In a statement they posted on the “Telegram” application, the jihadists did not mention civilians, but rather said that they had targeted “apostate Rafidite militias,” referring to the Popular Mobilization Forces, an alliance of armed factions allied to Iran that have become part of official institutions.
The attack sparked terror in a country still recovering from decades of war.
Sheikh Khalis Rashid says that Prime Minister Muhammad Shia’a al-Sudani “contacted me and said that what I ask is to refrain from any reaction” to ward off violence.
There is a fear that the Shiite population will carry out reprisals in some neighboring Sunni villages, whose residents they accuse of being lenient with the presence of the Islamic State in the area.

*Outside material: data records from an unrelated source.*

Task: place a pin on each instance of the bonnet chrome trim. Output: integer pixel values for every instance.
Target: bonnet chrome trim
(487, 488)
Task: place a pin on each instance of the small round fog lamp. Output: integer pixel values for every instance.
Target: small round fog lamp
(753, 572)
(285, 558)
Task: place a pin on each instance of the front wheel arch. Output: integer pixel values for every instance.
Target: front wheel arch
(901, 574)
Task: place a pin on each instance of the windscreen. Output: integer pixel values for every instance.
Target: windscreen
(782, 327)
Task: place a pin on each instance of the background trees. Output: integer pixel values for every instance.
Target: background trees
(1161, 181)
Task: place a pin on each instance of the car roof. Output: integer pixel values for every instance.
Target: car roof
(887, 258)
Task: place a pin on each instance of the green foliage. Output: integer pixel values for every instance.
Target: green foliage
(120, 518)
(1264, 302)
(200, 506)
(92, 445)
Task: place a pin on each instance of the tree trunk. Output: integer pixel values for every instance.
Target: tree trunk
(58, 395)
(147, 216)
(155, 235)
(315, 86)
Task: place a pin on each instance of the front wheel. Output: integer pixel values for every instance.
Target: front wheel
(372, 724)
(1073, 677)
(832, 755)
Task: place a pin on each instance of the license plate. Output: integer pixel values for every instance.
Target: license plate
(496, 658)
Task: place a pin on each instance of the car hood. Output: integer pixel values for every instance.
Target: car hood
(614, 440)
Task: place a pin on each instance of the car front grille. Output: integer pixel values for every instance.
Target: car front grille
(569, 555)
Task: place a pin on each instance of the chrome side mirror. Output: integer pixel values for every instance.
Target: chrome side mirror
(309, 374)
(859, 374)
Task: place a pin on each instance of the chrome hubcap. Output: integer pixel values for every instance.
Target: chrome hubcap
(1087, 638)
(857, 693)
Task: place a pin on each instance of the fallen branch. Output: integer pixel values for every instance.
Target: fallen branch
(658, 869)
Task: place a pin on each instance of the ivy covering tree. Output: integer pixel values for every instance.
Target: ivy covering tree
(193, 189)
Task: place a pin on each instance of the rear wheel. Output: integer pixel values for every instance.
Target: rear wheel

“Terrorists hide in rural areas and continue to carry out sporadic attacks,” says a colonel in the Iraqi police who preferred not to be identified.
“gangs”
Uday al-Khadran, the mayor of the Khalis district where Albu Bali is located, explains that the area has become a “transit area” for jihadists.
He adds that “the border is not maintained” between his province, Diyala, and the neighboring province of Salah al-Din, and has turned into a corridor towards the “unsafe” areas of the Kurdistan region, as he says.
According to a UN Security Council report published in July 2022, the organization has “between six thousand and ten thousand fighters deployed” between Syria and Iraq, most of whom are concentrated in rural areas, and it is estimated that “most of them are Syrian and Iraqi citizens.”
Al-Khadran added, “ISIS is a gang operation. Today, ISIS is not conducting military operations.”
He says that “the breach did not occur as a result of the weakness of the security forces,” but rather because their numbers were not sufficient.
After the attack, about 200 additional members of the army, police and the popular crowd were deployed in the area, and surveillance cameras were installed in Albu Bali, according to the police colonel.
Nevertheless, Jabbar Alwan still fears “another attack,” and says, “This is not the last.”